Documents reviewed by the Financial Times reveal that British front companies, covertly owned by a sanctioned Iranian petrochemicals firm located near Buckingham Palace, held accounts with the banks, Santander and Lloyd’s.
The state-controlled Petrochemical Commercial Company (PCC), a central figure in the scheme, is accused by the US of raising substantial sums for the Iranian Revolutionary Guards Quds Force and collaborating with Russian intelligence to fund Iranian proxy militias. Both PCC and its UK subsidiary, PCC UK, have been subject to US sanctions since November 2018.

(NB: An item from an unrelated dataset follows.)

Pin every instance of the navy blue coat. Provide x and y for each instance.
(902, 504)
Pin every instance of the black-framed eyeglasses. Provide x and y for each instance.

Recent disclosures about the sanctions-evasion operation in the heart of London, emerge following the Royal Air Force's participation in US airstrikes against Iranian-backed Houthi rebels in Yemen. Additionally, both the UK and US have imposed sanctions on what they describe as a "transnational assassinations network" overseen by Iranian intelligence, targeting activists and dissidents, including British residents.
Financial documents scrutinized by the Financial Times indicate that PCC, following its sanctioning by the US, utilized UK-based entities to receive funds from Iranian fronts in China, concealing their true ownership through trustee agreements and nominee directors.
European banks found complicit in breaching US sanctions on Iran have faced significant penalties, with Standard Chartered and UniCredit paying over $1 billion each in fines in 2019.